The organization's Fourth Annual Conference was held in Palo Alto, California, at the Stanford University School of Medicine from April 14 to 15, 2007. Approximately 1,500 doctors, professionals, and students attended the event, which featured 284 speakers from 11 countries. Participants traveled from India, Pakistan, Nepal, Thailand, China, Ghana, Sudan, Rwanda, Ethiopia, Nigeria, Sierra Leone, Kenya, Mexico, Bolivia, France, the United Kingdom, Poland, Australia, Canada, and across the US to discuss "Advancement, Innovation, and Best Practices to Achieve Global Goals."

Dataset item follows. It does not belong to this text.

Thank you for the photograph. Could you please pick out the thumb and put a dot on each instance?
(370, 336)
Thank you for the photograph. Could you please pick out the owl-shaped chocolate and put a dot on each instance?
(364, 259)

In addition to presentations by experts involved in ophthalmology, global health, international development, and social entrepreneurship, the annual conference featured talks by Unite for Sight's volunteers. One such presentation by Michael Nedelman, an undergraduate from Yale University who spent 6 weeks in Chennai, India, in 2006, highlighted the unique opportunities available to people who participate in the organization's outreach programs.
He developed "Project Phokas," through which he distributed cameras donated by the Eastman Kodak Company (Rochester, NY) to cataract surgery patients immediately after their sight was restored. Although most of these individuals had been blind for years and had never used a camera, they produced beautiful, striking, artistic photographs that have been exhibited at several universities in the US. Unite for Sight named Mr. Nedelman Volunteer of the Year for 2006 in recognition of his efforts to raise public awareness of international eye care.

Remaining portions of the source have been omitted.